A 13-year-old boy helped to create an app that alerts drivers about potholes

January 22, 2016

Chokwe Selassie, 13, stands next to a pothole in the street in his hometown of Jackson, Mississippi. The eighth grader worked with friends to create an app that warns drivers about potholes. 

Chokwe Selassie is on a mission to help drivers avoid potholes. The eighth-grader was inspired to kick off his crusade on a recent morning, when his mother was driving him to school. Their car was damaged as it went over a huge pothole in the middle of the street in their hometown of Jackson, Mississippi. “I decided I was going to do something about the pothole problem in my city," Chokwe, 13, told TFK. His solution: an app that warns drivers when there is a pothole ahead.

Chokwe developed the app with his friends Rodriguez Ratliff and Emmanuel Brooks. "When the app detects a pothole, it is highlighted in red,” Chokwe says. “And if you get close to the pothole, your phone will warn you with a beep.” Drivers can also use the app to report any potholes they encounter, and to look for other routes they can take to avoid roads that have them.

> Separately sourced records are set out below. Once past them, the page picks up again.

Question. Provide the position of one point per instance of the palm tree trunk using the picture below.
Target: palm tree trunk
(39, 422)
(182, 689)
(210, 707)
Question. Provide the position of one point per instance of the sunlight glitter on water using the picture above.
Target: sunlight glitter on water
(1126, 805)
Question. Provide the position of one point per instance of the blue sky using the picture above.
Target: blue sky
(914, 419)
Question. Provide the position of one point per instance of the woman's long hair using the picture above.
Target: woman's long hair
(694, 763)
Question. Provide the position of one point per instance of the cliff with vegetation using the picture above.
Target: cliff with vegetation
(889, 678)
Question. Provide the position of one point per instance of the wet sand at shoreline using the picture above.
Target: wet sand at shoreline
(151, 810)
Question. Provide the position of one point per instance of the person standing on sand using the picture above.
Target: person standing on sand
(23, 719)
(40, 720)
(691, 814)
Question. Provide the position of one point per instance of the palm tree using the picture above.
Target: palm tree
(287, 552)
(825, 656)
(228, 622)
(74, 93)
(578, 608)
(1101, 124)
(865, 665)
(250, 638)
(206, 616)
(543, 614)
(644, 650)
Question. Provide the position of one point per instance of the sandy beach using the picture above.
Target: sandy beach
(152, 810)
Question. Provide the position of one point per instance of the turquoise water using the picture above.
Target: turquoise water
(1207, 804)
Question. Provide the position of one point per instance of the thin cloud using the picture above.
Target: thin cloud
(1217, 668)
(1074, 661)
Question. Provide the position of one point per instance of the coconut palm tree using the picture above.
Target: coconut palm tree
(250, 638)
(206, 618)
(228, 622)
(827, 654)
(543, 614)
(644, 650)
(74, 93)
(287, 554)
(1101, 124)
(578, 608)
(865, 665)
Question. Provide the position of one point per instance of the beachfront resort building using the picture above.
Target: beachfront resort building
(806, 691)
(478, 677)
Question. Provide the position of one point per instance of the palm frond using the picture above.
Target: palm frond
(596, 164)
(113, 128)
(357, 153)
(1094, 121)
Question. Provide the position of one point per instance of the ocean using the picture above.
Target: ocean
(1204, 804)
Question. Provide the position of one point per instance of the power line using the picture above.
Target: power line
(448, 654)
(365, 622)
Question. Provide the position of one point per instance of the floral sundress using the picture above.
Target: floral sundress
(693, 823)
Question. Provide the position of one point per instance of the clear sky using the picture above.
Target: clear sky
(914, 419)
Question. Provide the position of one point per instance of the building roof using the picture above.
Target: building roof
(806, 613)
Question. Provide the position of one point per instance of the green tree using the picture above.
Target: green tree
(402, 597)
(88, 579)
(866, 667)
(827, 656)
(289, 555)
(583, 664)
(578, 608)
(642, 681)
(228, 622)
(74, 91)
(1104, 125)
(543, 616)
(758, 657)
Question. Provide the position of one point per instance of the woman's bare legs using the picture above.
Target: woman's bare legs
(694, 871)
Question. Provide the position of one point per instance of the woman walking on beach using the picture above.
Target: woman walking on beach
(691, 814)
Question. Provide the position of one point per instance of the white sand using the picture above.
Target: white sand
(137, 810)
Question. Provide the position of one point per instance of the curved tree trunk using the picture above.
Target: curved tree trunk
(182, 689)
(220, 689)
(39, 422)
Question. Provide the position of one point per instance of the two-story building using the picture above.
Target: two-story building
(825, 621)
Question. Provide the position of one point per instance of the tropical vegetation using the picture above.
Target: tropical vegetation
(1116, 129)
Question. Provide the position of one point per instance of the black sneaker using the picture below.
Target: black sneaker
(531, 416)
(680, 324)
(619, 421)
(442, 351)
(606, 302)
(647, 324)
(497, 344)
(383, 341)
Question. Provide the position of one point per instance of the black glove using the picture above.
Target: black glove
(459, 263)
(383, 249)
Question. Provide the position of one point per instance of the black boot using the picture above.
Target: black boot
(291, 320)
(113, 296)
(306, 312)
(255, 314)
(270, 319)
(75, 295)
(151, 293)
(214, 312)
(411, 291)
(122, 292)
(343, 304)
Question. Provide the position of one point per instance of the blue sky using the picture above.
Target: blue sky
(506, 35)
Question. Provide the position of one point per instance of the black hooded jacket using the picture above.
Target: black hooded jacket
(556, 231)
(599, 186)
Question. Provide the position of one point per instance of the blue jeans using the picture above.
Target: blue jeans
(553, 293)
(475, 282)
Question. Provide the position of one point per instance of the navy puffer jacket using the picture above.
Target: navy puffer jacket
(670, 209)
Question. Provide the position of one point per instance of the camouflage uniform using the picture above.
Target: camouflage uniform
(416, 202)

The app relies on current available information about the streets of Jackson, according to Chokwe. “It works by using the city’s 311 call system, so it uses information already stored in a database,” he says. Through the call system, citizens dial 3-1-1 to report non-emergency problems—which include potholes. As Chokwe and his friends built the encoding for the app prototype, they also went street by street throughout the city. They determined that focusing on the 10 busiest streets in Jackson would give them a large enough sample size to test the prototype.

Tech Support

Kid Reporter
Reed Lindsey

To get some help in developing the app, the boys took part in a Minority Male Makers Program sponsored by Verizon and held at Jackson State University. The program provides nearly 1,000 African-American middle-school boys across the country with training in advanced technology.

"The students were really excited to participate and learn new things,” Valerie Bradley says. She is Chokwe's principal at Blackburn Middle School. “They learned 3-D printing and design, and how to create apps." Through the program, Chokwe says, he and his friends received encouragement and guidance.

Although the app isn’t yet available for sale, Chokwe is already looking for ways to improve it. The prototype remains limited to 10 streets in Jackson, but he hopes to add more, so that it includes every street in the city. And then he wants to go even farther. “I want to keep working on the app until it’s nationwide," Chokwe says.